Because two-thirds of all health care happens at home, Dr. Evans said “the biggest health care workforce is the public—friend to friend, mother to daughter, and so on.” That’s why his Health Media Lab at the University of Toronto creates entertaining, video-based content that people want to share on Facebook and other social media. “Stories trump data,” he said, and we can inspire others to make healthy choices when we “embed stories in the relationships of care.”
What happened when an 85-year-old patient told Dr. Evans she preferred to connect with him via the Internet rather than office visits? It inspired him to launch his email clinic. With online visits, “medicine changes and it doesn’t,” he explained. “The relationship is still paramount.”
Dr. Evans sees a future where apps on your smartphone or smart watch can be your health “nudge.” If you’re got hypertension, for example, the app could take your blood pressure, send the data to your health team, track your medication use, show you a helpful video, and send you reminders to eat healthy and take your pills. “The point is, health is about our daily habits—not seeing me four times a year,” he said.
Dr. Evans learned the power of YouTube during Canada’s recent debate over physician-assisted death. After his team’s video interview on the subject with a terminally ill doctor garnered 80,000 YouTube views, the issue was suddenly “on the front table of the Health Ministry’s meeting.”
While other industries excel at learning from failure, many in health care still have a hard time talking about mistakes. Dr. Evans encouraged embracing problems as learning opportunities because “the signposts to success and failure point in the same direction.” He also touted shorter timeframes for experiments, so that organizations can learn from mistakes and make adjustments more quickly. The idea is to advance rapidly in this sequence: “Failure, base hit, homerun,” he said.

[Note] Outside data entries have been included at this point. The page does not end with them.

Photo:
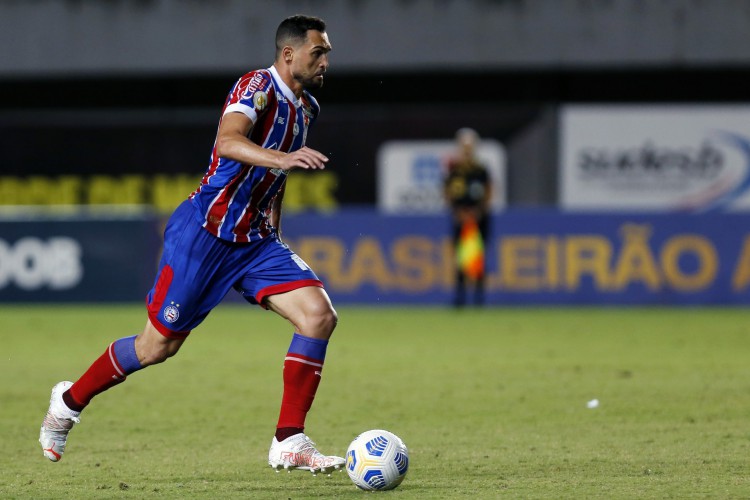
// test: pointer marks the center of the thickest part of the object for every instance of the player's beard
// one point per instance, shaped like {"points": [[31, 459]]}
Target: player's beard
{"points": [[310, 83]]}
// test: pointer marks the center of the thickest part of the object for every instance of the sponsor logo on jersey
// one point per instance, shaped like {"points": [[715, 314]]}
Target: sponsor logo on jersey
{"points": [[260, 100]]}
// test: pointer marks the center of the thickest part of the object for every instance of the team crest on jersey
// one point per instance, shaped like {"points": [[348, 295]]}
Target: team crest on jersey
{"points": [[171, 313], [260, 100]]}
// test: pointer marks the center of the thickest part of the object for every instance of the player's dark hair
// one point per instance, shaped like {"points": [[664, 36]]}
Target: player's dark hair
{"points": [[293, 30]]}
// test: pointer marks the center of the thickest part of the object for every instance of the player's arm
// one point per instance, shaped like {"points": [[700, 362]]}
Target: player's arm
{"points": [[276, 210], [232, 142]]}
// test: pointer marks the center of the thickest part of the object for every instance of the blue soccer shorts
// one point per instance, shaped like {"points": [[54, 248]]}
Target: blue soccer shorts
{"points": [[197, 270]]}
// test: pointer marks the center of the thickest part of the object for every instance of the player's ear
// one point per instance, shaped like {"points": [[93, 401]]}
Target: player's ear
{"points": [[287, 54]]}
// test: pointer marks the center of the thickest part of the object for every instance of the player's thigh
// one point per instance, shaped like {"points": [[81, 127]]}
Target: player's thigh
{"points": [[308, 308]]}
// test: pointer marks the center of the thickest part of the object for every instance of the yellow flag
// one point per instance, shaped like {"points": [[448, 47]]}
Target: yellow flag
{"points": [[470, 252]]}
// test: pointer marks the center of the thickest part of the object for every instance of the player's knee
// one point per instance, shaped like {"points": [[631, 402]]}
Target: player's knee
{"points": [[320, 321], [154, 352]]}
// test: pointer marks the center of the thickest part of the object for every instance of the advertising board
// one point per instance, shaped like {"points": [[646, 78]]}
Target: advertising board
{"points": [[655, 158]]}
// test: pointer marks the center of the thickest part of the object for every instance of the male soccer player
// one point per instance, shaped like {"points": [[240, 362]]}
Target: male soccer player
{"points": [[226, 235]]}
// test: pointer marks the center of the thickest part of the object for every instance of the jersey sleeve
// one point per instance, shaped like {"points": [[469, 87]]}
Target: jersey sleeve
{"points": [[250, 95]]}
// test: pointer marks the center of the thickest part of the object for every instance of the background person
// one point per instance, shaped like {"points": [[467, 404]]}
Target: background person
{"points": [[468, 193]]}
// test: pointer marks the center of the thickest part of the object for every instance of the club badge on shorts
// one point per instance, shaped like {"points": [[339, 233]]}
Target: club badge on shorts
{"points": [[171, 313]]}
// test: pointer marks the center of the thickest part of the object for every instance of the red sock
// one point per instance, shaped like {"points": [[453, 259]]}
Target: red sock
{"points": [[110, 369], [302, 374]]}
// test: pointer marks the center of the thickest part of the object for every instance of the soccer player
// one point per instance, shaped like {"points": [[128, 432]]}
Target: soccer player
{"points": [[226, 235]]}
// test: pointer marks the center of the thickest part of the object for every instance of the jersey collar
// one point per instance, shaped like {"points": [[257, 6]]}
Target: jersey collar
{"points": [[284, 89]]}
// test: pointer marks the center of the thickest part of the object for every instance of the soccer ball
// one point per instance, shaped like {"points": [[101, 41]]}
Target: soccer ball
{"points": [[377, 460]]}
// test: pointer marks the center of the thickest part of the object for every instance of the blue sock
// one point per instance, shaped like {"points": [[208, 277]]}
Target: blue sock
{"points": [[124, 350]]}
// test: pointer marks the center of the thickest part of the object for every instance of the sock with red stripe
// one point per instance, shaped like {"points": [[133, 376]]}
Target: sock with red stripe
{"points": [[110, 369], [302, 371]]}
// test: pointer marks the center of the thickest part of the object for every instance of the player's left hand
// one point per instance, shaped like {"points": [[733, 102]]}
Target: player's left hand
{"points": [[304, 157]]}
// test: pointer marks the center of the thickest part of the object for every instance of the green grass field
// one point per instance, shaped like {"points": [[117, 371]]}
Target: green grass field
{"points": [[491, 403]]}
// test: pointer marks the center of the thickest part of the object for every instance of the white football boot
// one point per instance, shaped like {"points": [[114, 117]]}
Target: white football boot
{"points": [[57, 423], [298, 452]]}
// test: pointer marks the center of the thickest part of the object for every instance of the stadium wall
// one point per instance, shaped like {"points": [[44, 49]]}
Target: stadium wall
{"points": [[533, 257]]}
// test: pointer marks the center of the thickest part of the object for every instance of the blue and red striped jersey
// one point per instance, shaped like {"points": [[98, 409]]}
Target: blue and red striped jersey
{"points": [[234, 200]]}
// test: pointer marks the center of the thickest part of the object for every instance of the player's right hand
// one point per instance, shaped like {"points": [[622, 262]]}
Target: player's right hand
{"points": [[306, 158]]}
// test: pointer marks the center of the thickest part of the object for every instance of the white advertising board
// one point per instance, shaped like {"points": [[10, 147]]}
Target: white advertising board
{"points": [[411, 173], [655, 158]]}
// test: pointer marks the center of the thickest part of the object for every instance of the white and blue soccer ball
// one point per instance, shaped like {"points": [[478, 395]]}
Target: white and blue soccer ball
{"points": [[377, 460]]}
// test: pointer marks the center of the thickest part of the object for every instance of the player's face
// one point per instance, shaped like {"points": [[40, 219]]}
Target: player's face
{"points": [[311, 60]]}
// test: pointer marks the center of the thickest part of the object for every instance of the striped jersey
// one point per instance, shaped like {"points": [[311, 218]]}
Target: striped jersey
{"points": [[234, 200]]}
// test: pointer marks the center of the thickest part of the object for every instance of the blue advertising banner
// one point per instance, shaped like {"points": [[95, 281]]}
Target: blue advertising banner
{"points": [[533, 258]]}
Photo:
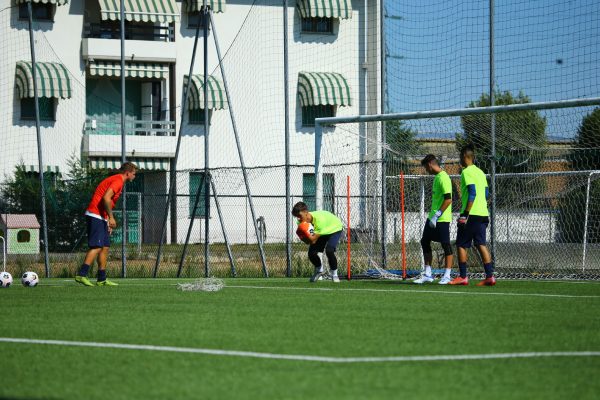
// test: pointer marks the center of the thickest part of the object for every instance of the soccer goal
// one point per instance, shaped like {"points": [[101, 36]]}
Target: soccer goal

“Not everybody has a media lab but all of us can be curators,” said Dr. Evans. When we find great content on the Web, use social media to point the way for friends, relatives, patients, and others. Dr. Evans shared an extraordinary video he helped produce about a man who knew he would probably die within six weeks. “This guy is incredible at reframing end-of-life,” Dr. Evans said. “I send this to my patients who are at this stage.”
About 400 people attended Dr. Evans’s talk, sponsored by Group Health Research Institute and the Group Health Foundation. This was the 16th annual Birnbaum Endowed Lecture, honoring Group Health co-founders Hilde and Bill Birnbaum’s long-term commitment to the organization and their passion for research that improves patient care.